Publication Date
11-1-2021
Journal
The Texas Heart Institute Journal
DOI
10.14503/THIJ-20-7223
PMID
34902024
Publication Date(s)
November 2021
Language
English
PMCID
PMC8788638
PubMedCentral® Posted Date
12-13-2021
PubMedCentral® Full Text Version
Post-Print
Published Open-Access
yes
Keywords
Diagnosis, differential; recurrence; risk factors; stress, psychological/complications/epidemiology; takotsubo cardiomyopathy/epidemiology/etiology/physiopathology; ventricular dysfunction, left/etiology/physiopathology
Copyright
This work is licensed under a Creative Commons Attribution-NonCommercial-No Derivative Works 4.0 International License.
Abstract
Recurrent takotsubo cardiomyopathy (TTC) and the clinical profiles and outcomes of patients have not been fully evaluated, nor has the effect of left ventricular ballooning pattern. After searching the medical literature for reports of patients with recurrent TTC, we identified 84 articles with 101 case descriptions. We divided the cases into those with only apical left ventricular ballooning patterns at recurrence (typical, n=60), and those with at least one midventricular or basal ballooning pattern (atypical, n=41). We then compared their clinical profiles and outcomes.

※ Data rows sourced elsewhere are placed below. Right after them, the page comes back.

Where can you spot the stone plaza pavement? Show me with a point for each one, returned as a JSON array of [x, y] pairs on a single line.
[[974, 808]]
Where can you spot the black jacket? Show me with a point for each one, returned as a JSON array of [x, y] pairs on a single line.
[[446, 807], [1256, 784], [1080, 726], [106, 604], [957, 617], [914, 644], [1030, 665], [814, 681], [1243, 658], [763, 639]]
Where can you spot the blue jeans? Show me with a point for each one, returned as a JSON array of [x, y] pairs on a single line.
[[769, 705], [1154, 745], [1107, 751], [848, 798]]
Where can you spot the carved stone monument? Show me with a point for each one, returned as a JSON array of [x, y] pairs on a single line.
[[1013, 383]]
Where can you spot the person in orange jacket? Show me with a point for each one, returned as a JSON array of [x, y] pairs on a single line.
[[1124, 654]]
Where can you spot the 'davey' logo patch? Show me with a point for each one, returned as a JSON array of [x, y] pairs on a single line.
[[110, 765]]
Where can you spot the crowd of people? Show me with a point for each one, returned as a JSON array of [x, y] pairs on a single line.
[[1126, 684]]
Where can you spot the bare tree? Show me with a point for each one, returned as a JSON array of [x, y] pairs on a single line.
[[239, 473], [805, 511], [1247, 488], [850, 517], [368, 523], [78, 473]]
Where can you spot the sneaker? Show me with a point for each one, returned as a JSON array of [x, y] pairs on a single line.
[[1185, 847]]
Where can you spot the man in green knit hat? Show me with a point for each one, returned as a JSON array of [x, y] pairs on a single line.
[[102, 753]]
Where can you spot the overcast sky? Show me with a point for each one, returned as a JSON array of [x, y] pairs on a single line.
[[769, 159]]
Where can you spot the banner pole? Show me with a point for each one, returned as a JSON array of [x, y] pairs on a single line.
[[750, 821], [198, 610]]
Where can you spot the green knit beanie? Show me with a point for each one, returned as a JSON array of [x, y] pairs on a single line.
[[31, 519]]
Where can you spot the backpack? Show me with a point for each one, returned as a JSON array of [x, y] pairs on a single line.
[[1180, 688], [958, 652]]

The groups were similar in terms of baseline demographic characteristics, presence and types of triggers, use of heart failure medications at TTC recurrence, electrocardiographic changes at presentation, initial left ventricular ejection fractions, timespans between recurrent TTC episodes, and recovery times after each event. However, patients in the atypical group had significantly fewer severe adverse events (cardiogenic shock and cardiac arrest) than did those in the typical group, with an estimated 63% lower odds (adjusted odds ratio=0.37; 95% CI, 0.14–0.97; P=0.039). Survival to hospital discharge was statistically similar but lower in the typical group (n=53; 88.3%) than in the atypical group (n=24; 96%).
Our results suggest that left ventricular ballooning patterns influence clinical outcomes, and that outcomes are more favorable in patients with recurrent TTC who have atypical left ventricular ballooning patterns.